IRST systems have long been and continue to be in use on aircraft in service with a number of potential U.S. adversaries, including near-peer competitors China and Russia. As such, the need to be better able to replicate those threats to challenge stealthy fifth-generation fighters, like the F-22 Raptor and F-35 Joint Strike Fighter is a key reason why IRSTs are increasingly appearing on ‘red air’ aggressor jets, and not just ones belonging to Top Aces. The desire for more advanced sensor replication in training exercises, as well as for test and evaluation activities, in general, has also been driving demand in recent years to add more modern AESA radars to adversary air jets.
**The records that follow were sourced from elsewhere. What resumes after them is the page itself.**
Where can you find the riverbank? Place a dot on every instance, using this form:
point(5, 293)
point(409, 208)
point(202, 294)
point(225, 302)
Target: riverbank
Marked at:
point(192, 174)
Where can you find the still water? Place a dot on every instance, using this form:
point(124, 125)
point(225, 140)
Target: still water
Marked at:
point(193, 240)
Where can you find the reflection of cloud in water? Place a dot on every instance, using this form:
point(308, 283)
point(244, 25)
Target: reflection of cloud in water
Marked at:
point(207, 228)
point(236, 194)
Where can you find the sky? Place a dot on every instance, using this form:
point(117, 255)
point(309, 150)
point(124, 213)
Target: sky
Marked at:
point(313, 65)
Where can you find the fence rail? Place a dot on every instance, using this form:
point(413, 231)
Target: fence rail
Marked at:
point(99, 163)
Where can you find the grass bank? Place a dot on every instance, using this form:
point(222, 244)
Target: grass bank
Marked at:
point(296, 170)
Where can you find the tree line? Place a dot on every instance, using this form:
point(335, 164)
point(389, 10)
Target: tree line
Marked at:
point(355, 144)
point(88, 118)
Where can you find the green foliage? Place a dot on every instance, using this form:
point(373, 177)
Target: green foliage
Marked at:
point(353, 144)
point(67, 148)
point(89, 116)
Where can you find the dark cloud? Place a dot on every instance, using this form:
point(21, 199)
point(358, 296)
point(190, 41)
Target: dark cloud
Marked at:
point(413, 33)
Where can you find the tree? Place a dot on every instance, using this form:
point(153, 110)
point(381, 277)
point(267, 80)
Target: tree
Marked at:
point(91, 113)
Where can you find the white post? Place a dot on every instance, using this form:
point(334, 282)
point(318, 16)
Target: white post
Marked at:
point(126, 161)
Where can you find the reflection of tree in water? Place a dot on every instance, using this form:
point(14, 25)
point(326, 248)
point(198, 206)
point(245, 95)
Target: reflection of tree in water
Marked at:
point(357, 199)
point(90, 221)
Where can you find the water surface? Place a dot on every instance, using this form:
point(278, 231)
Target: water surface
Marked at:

“For pilots of fifth-generation fighter jets, the combination of Top Aces’ highly maneuverable F-16As and their new active electronically scanned array [AESA] radar is exactly what the USAF needs,” Todd “T-Bone” Robbins, Top Aces’ site lead for the company at the U.S. Air Force’s at Eglin Air Force Base in Florida, told The War Zone last year.
“I flew a dissimilar basic fighter maneuvers [BFM] mission [in an F-16 AAF] a few weeks ago against an experienced F-22 Raptor pilot,” Robbins also said at the time. “After the mission, he told me it was the highlight of his year! We will take that feedback any day.”
U.S. military demand for advanced aggressor capabilities and overall capacity is only likely to keep growing as America’s armed forces continue to shift their primary focus to preparing for future high-end first, especially a possible one against China in the Pacific. This has led to increasingly large aerial combat exercises conducted over ever-broader areas, which in turn has created additional requirements for adversary air support, whether it be provided organically or by contractors like Top Aces.
There has been a resurgence of interest in IRSTs in the U.S. military and elsewhere in the West in recent years as the prospect of squaring off against stealthy targets, including crewed and uncrewed aircraft, as well as missiles, has grown. The U.S. Air Force notably evaluated an IRST-equipped OpenPod as an option for its F-15C/D Eagles, but ultimately decided to acquire Lockheed Martin Legion Pods fitted with a sensor system of this kind instead. The U.S. Navy has also been working on fielding an IRST system for its F/A-18E/F Super Hornets integrated into a modified drop tank. Legion Pods and other IRST systems have also been used extensively on other crewed and uncrewed aircraft in support of various U.S. military tests.
Overall, Top Aces’ F-16s getting IRST-equipped OpenPods points to this sensor capability not just being valuable for better replicating advanced threats, but also increasingly a standard requirement for contractor-operated aggressor jets.